WHITHER TRANSITIONAL JUSTICE FOR TUNISIA?

A month after the outbreak of Chahed’s “anti-graft war,” no results or outcomes have been communicated to the public. The parties of the ruling coalition have issued statements of support, without demanding transparency of procedures. Yet, Chahed and several political parties—including Nidaa Tunis—are asking for public support in this quest. Declaring ambiguous “wars” as a populist tool often aim to distract the public’s attention from a much more important issue, and indeed the Tunisian parliament resumed the discussion of the Economic Reconciliation Act mere days after the arrest raids.

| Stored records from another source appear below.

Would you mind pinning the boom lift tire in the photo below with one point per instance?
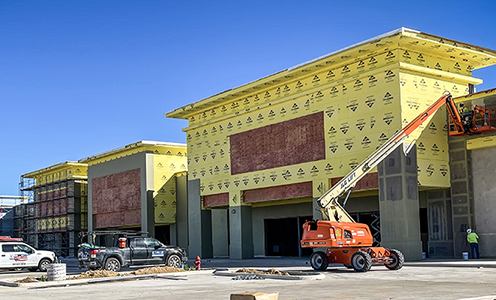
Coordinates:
(398, 260)
(319, 261)
(112, 264)
(361, 261)
(174, 261)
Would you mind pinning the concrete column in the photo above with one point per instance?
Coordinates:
(320, 187)
(181, 226)
(147, 203)
(399, 203)
(462, 197)
(200, 224)
(220, 233)
(240, 227)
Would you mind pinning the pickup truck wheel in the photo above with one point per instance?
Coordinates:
(319, 261)
(397, 260)
(361, 261)
(174, 261)
(43, 265)
(112, 264)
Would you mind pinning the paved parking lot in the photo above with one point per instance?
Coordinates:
(450, 279)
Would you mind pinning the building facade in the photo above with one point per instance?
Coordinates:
(261, 154)
(58, 210)
(142, 187)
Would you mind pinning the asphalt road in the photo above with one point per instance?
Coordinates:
(427, 280)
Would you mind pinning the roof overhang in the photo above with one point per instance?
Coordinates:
(58, 167)
(477, 57)
(137, 145)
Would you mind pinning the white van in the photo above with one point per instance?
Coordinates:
(14, 255)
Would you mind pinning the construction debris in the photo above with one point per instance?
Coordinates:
(248, 277)
(270, 272)
(156, 270)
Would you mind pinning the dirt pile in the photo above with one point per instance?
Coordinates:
(270, 272)
(96, 274)
(27, 280)
(156, 270)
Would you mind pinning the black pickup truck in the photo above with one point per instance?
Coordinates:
(129, 250)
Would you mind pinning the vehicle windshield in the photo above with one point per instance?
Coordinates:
(152, 243)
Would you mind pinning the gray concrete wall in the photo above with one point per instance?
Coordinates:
(240, 232)
(200, 224)
(140, 160)
(440, 223)
(461, 193)
(362, 204)
(259, 214)
(220, 232)
(180, 228)
(399, 204)
(484, 177)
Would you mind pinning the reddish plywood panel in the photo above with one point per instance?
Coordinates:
(116, 199)
(369, 181)
(286, 143)
(297, 190)
(117, 192)
(216, 200)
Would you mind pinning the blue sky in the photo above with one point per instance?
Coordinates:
(78, 78)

Technically, as civil society and activists have tirelessly insisted, this Economic Reconciliation Act will jeopardize the credibility of transitional justice process by creating a parallel route (a “Reconciliation Commission”) which would not have the same level of transparency and guarantees of resolution. The objectives of the Reconciliation Commission do not match the ones of the Truth and Dignity Commission, the independent tribunal established by law in Tunisia in December 2013. (Since its establishment, the Truth and Dignity Commission has received 62,674 cases and held 34,127 hearing sessions.)

For many, the arrest and home confinement of several suspected businessmen and national figures in the country has been a long-awaited move, after Tunisia’s failure to hit hard against corruption after the 2011 uprising, or return its stolen assets. This move created an opportunity for the Chahed government to use this positivity towards this move and instantly “criminalize” the social movements in al-Kamour, by accusing Jarraya of funding the protests, and also drying up the financial resources of the opponents within Nidaa Tunis. For many this campaign appeared to be another cover for a political dispute. However, this step not only creates confusion and misleads the public, but also puts the whole process of transitional justice in jeopardy. The attempt to have a selective process instead will only mean the distortion of truth about past atrocities, and the loss of hope for any fruitful reform.

Aymen Abderahmen is the TIMEP-Atlas Corps Bassem Sabry Democracy Fellow. A native of Sidi Bouzid, Tunisia, he is a journalist, the first secretary of the Tunisian watchdog organization iWatch, and the former secretary of Youth-Can.